In child developmental psychology, the children with extreme abuse or neglect that survive and ultimately thrive in adulthood all have an unusual capacity to adapt.
Unlike the other children in their family category, they show few if any of the known psychological or behavioral warning signs and are usually well liked by peers.

It's the same adaptive mechanism that can be described as Stockholm Syndrome, and it's equally atypical. In both child development studies and Stockholm's research, neither could be firmly linked to intelligence or other mitigating factors without being successfully challenged in other studies.
 
I'm certainly not capable of taking that away from you. I don't have that power, and neither does this debate.
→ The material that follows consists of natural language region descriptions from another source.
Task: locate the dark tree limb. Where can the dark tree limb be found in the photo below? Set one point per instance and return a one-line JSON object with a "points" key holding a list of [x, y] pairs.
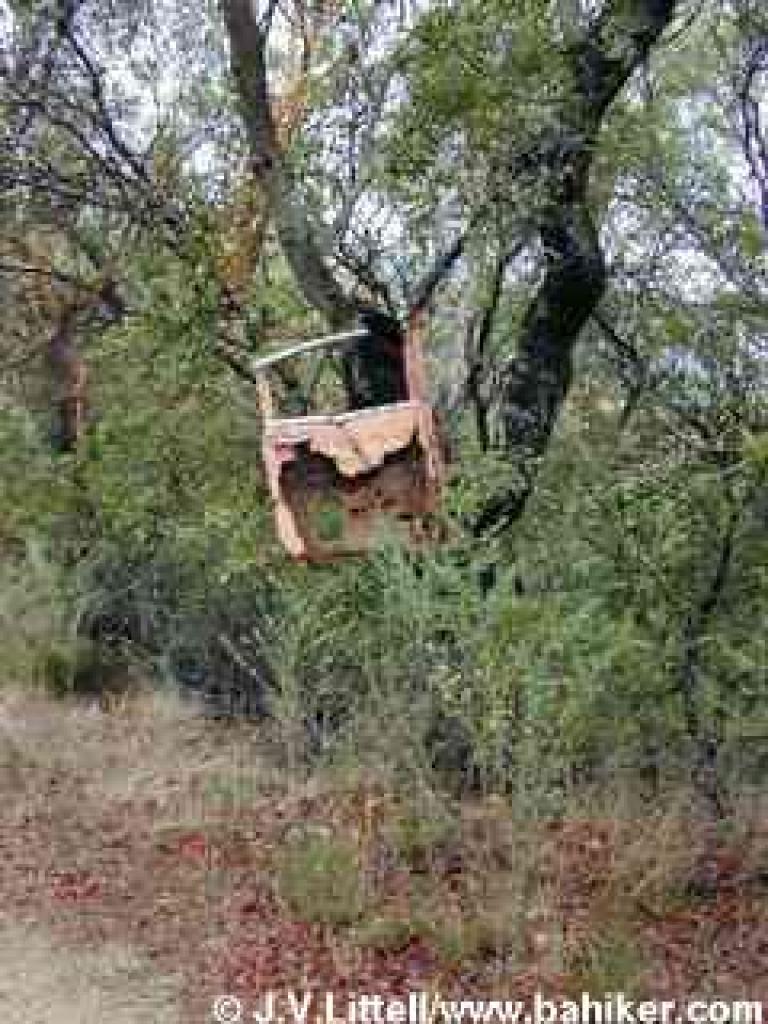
{"points": [[298, 237], [535, 383]]}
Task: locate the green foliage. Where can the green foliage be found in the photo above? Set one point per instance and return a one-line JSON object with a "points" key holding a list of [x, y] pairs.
{"points": [[320, 880]]}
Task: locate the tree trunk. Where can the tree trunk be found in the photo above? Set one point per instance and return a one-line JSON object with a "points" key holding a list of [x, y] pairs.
{"points": [[534, 384]]}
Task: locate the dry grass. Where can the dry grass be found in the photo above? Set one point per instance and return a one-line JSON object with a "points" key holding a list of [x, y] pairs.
{"points": [[140, 829]]}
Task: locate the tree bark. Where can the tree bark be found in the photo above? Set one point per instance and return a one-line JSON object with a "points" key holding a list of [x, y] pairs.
{"points": [[248, 41], [534, 384]]}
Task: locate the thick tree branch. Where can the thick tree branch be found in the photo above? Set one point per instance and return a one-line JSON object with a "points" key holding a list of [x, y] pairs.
{"points": [[248, 41], [535, 383]]}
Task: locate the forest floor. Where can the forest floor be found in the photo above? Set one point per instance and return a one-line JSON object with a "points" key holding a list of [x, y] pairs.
{"points": [[151, 860]]}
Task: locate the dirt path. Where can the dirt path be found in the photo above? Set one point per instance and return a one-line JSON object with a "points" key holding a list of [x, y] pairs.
{"points": [[41, 983]]}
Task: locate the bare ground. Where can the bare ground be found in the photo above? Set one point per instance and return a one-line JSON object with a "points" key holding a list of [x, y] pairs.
{"points": [[145, 867]]}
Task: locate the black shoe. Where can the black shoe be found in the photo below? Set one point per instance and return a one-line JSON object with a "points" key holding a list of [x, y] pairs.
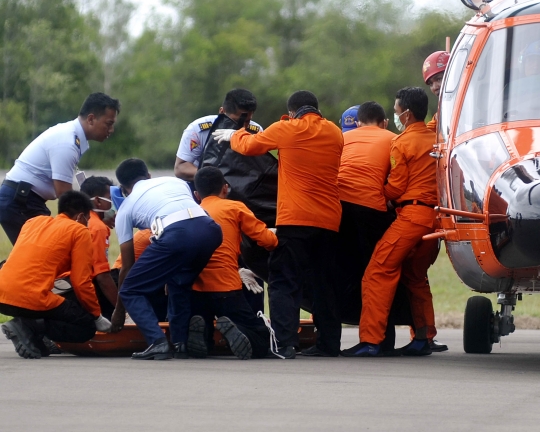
{"points": [[417, 347], [238, 341], [314, 351], [196, 343], [180, 350], [22, 338], [159, 350], [436, 346], [285, 353], [363, 349]]}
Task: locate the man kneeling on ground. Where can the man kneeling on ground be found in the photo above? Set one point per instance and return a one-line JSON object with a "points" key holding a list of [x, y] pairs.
{"points": [[46, 248], [218, 289]]}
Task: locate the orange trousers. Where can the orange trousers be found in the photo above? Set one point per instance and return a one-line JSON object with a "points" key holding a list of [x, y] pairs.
{"points": [[401, 253]]}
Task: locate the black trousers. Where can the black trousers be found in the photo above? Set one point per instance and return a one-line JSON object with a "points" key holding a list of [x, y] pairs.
{"points": [[304, 260], [233, 305], [68, 322], [14, 213]]}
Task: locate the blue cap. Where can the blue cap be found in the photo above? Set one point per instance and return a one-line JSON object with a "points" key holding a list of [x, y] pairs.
{"points": [[349, 118]]}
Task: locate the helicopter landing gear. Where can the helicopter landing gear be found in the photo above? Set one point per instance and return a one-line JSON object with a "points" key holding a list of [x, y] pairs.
{"points": [[482, 327]]}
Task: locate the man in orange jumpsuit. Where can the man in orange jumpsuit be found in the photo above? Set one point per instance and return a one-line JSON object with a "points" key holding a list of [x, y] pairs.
{"points": [[218, 289], [401, 252], [47, 247], [308, 216], [433, 73]]}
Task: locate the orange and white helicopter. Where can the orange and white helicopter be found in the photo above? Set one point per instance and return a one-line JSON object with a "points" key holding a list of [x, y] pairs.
{"points": [[488, 155]]}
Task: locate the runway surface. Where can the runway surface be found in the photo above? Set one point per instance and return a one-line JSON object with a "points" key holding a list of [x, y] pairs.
{"points": [[450, 391]]}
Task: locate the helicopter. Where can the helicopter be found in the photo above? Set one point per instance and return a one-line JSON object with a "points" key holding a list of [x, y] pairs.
{"points": [[488, 168]]}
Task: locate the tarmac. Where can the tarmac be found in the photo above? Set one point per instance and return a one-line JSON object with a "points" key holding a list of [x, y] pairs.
{"points": [[450, 391]]}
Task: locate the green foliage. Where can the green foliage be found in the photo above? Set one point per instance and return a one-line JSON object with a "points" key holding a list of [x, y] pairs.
{"points": [[53, 54]]}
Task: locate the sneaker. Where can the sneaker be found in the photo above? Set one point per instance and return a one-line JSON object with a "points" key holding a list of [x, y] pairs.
{"points": [[417, 347], [314, 351], [196, 344], [22, 338], [238, 341], [436, 346], [363, 349], [284, 353]]}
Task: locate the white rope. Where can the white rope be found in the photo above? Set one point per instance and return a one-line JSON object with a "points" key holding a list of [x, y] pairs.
{"points": [[273, 340]]}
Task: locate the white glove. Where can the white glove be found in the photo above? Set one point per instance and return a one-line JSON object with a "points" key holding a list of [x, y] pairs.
{"points": [[223, 134], [103, 324], [248, 278]]}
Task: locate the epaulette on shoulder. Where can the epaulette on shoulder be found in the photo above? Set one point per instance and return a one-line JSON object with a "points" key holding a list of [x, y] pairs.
{"points": [[253, 128], [205, 125]]}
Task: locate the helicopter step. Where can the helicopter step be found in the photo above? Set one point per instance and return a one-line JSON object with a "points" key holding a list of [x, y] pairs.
{"points": [[482, 327]]}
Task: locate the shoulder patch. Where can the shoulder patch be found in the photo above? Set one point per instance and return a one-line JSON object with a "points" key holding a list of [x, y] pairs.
{"points": [[205, 125]]}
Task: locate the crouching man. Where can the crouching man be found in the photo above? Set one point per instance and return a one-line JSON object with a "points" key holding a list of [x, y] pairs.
{"points": [[218, 289], [46, 248], [184, 240]]}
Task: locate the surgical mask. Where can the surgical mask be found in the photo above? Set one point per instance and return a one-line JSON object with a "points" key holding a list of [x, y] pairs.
{"points": [[107, 214], [397, 121]]}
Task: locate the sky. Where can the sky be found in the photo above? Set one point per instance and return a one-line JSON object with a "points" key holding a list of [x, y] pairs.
{"points": [[147, 7]]}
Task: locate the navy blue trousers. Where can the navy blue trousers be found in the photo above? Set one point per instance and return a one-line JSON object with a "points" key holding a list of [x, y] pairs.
{"points": [[13, 214], [176, 259]]}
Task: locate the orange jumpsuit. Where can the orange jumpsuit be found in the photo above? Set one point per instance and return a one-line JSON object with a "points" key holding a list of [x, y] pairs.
{"points": [[234, 218], [46, 248], [365, 166], [401, 252], [141, 240], [308, 167]]}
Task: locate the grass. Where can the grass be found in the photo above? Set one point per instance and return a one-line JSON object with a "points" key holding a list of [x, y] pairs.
{"points": [[449, 293]]}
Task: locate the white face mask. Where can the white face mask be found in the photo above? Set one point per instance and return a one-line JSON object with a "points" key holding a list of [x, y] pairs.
{"points": [[107, 214], [400, 126]]}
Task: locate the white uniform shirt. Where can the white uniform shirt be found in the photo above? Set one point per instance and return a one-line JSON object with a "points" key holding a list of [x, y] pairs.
{"points": [[194, 138], [160, 196], [53, 155]]}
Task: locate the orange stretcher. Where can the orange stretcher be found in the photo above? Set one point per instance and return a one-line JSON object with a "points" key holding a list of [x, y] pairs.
{"points": [[130, 340]]}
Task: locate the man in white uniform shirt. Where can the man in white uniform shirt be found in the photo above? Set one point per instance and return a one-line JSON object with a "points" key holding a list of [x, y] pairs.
{"points": [[185, 238], [193, 141], [45, 169]]}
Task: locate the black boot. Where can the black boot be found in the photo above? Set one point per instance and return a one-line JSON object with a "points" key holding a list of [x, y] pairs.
{"points": [[159, 350]]}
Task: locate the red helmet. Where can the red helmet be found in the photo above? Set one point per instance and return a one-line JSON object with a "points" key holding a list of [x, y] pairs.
{"points": [[434, 64]]}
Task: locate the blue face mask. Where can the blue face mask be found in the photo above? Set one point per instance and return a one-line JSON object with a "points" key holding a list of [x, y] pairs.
{"points": [[397, 121], [107, 214]]}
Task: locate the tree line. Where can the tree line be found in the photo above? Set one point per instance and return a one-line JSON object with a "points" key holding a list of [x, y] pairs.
{"points": [[54, 53]]}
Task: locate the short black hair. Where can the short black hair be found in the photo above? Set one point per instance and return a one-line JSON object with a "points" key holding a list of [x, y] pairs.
{"points": [[96, 186], [239, 100], [209, 181], [371, 112], [130, 170], [415, 100], [73, 203], [302, 98], [97, 104]]}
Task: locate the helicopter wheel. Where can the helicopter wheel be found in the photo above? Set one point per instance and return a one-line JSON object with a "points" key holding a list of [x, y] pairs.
{"points": [[478, 326]]}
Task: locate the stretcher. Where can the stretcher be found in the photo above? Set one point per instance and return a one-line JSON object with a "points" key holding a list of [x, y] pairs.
{"points": [[130, 340]]}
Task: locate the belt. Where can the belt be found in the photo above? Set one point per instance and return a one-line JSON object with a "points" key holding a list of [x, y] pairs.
{"points": [[11, 184], [189, 213], [414, 202]]}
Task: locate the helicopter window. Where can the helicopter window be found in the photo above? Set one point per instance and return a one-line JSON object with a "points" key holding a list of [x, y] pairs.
{"points": [[455, 71], [505, 85], [471, 166]]}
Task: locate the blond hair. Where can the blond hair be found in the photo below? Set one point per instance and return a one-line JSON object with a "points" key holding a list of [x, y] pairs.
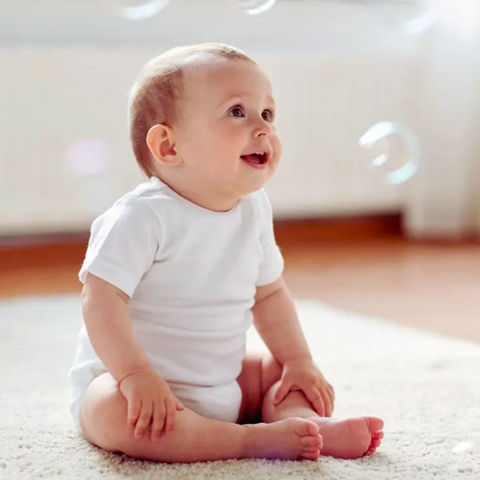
{"points": [[157, 89]]}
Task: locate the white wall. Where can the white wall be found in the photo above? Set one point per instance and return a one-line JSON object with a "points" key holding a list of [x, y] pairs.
{"points": [[336, 70], [443, 199]]}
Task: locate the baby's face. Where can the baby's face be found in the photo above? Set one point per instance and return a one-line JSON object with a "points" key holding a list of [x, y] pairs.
{"points": [[226, 135]]}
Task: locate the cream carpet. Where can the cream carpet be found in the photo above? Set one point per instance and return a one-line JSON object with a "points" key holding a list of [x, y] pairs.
{"points": [[425, 387]]}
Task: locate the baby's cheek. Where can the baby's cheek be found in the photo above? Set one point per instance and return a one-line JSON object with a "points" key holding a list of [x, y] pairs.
{"points": [[277, 147]]}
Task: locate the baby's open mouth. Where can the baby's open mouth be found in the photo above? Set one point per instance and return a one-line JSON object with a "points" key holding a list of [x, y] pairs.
{"points": [[255, 158]]}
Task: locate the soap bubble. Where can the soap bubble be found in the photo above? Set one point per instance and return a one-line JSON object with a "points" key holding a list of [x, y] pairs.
{"points": [[255, 7], [395, 145], [137, 9], [89, 157], [412, 18]]}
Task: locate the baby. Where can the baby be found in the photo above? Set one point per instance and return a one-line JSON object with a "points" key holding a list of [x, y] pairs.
{"points": [[176, 272]]}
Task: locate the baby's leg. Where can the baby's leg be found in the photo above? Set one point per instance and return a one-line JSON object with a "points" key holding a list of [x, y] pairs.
{"points": [[103, 418]]}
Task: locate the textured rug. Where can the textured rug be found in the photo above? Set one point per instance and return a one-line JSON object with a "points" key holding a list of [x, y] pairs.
{"points": [[425, 387]]}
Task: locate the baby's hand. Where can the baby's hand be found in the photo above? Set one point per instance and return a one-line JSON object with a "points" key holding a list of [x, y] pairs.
{"points": [[150, 401], [304, 375]]}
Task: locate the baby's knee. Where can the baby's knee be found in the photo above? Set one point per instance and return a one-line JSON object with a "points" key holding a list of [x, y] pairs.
{"points": [[103, 418]]}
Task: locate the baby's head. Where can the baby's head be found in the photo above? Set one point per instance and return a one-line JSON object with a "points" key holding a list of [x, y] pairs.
{"points": [[198, 115]]}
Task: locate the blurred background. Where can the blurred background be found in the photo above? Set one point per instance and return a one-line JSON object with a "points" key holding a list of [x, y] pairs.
{"points": [[377, 199]]}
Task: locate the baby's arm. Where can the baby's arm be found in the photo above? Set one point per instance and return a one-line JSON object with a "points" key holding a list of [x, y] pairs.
{"points": [[276, 321], [105, 310], [109, 328]]}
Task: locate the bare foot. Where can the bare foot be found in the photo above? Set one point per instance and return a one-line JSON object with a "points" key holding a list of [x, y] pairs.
{"points": [[289, 439], [352, 438]]}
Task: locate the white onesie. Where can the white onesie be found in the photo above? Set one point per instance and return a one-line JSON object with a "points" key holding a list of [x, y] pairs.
{"points": [[191, 274]]}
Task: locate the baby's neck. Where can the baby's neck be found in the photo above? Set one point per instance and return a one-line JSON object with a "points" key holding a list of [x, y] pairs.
{"points": [[203, 199]]}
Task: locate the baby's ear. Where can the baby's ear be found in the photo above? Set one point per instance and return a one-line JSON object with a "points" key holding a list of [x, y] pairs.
{"points": [[161, 143]]}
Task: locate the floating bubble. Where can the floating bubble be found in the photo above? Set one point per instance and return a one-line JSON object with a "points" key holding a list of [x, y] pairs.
{"points": [[255, 7], [137, 9], [413, 17], [405, 153], [89, 157], [462, 447]]}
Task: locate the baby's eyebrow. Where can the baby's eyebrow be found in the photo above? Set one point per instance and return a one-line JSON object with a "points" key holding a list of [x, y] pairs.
{"points": [[238, 98]]}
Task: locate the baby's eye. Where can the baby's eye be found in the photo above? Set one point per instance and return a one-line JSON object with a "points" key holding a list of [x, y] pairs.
{"points": [[236, 111], [268, 115]]}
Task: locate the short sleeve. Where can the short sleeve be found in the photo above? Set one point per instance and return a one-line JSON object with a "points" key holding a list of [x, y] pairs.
{"points": [[123, 244], [272, 264]]}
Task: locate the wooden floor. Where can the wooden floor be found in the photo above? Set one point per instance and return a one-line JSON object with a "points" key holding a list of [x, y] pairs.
{"points": [[431, 286]]}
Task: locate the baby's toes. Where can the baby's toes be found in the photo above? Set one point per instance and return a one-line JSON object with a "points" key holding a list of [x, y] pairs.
{"points": [[375, 442], [314, 441], [311, 455], [370, 451]]}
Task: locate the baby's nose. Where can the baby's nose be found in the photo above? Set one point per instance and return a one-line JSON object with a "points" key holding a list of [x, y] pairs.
{"points": [[263, 128]]}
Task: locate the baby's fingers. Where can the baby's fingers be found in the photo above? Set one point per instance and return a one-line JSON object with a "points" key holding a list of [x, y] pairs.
{"points": [[316, 399], [158, 420], [170, 417], [134, 407], [144, 419]]}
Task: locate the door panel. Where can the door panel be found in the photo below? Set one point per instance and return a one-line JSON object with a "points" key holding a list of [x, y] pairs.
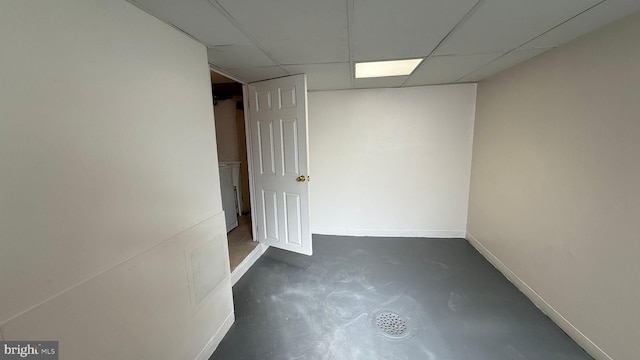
{"points": [[278, 126]]}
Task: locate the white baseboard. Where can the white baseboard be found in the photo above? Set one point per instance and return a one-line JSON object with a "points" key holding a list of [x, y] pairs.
{"points": [[586, 343], [246, 264], [391, 233], [215, 340]]}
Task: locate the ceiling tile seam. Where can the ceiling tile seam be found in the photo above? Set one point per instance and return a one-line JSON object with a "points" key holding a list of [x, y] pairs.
{"points": [[562, 23], [519, 47], [235, 23], [350, 10], [323, 63], [464, 19], [483, 66], [166, 22]]}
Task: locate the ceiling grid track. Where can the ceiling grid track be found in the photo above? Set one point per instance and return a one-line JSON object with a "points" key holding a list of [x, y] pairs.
{"points": [[164, 21], [444, 39], [235, 23], [350, 9], [518, 48]]}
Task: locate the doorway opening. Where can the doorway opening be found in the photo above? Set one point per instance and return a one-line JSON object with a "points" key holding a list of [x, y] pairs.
{"points": [[233, 166]]}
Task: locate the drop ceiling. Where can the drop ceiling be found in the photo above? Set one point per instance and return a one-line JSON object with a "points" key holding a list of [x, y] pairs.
{"points": [[461, 40]]}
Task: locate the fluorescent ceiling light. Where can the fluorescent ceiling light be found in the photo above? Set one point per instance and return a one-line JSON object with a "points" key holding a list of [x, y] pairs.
{"points": [[386, 68]]}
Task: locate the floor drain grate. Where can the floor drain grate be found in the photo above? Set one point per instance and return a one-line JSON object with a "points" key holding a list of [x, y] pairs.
{"points": [[391, 324]]}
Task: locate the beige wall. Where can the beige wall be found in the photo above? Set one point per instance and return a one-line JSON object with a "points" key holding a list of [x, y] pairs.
{"points": [[555, 195], [391, 162], [109, 196]]}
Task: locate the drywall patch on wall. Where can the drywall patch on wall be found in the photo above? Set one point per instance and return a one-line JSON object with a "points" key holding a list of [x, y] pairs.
{"points": [[139, 309], [203, 266], [103, 157], [383, 161]]}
I didn't mean that you or the thread was taking it away. It was more of being refered as I couldnt be a capture. Or how i was understanding it. I take ownership of that.

I do like that wikipedia doc that references cults. I dont think many can get what goes on in the mind of a cult survivor but another cult survivor and each are so different that its even hard then.

But honestly, as long as the "why"s are answered, I honestly dont care what its called really. I just want to name what goes on in my head is all.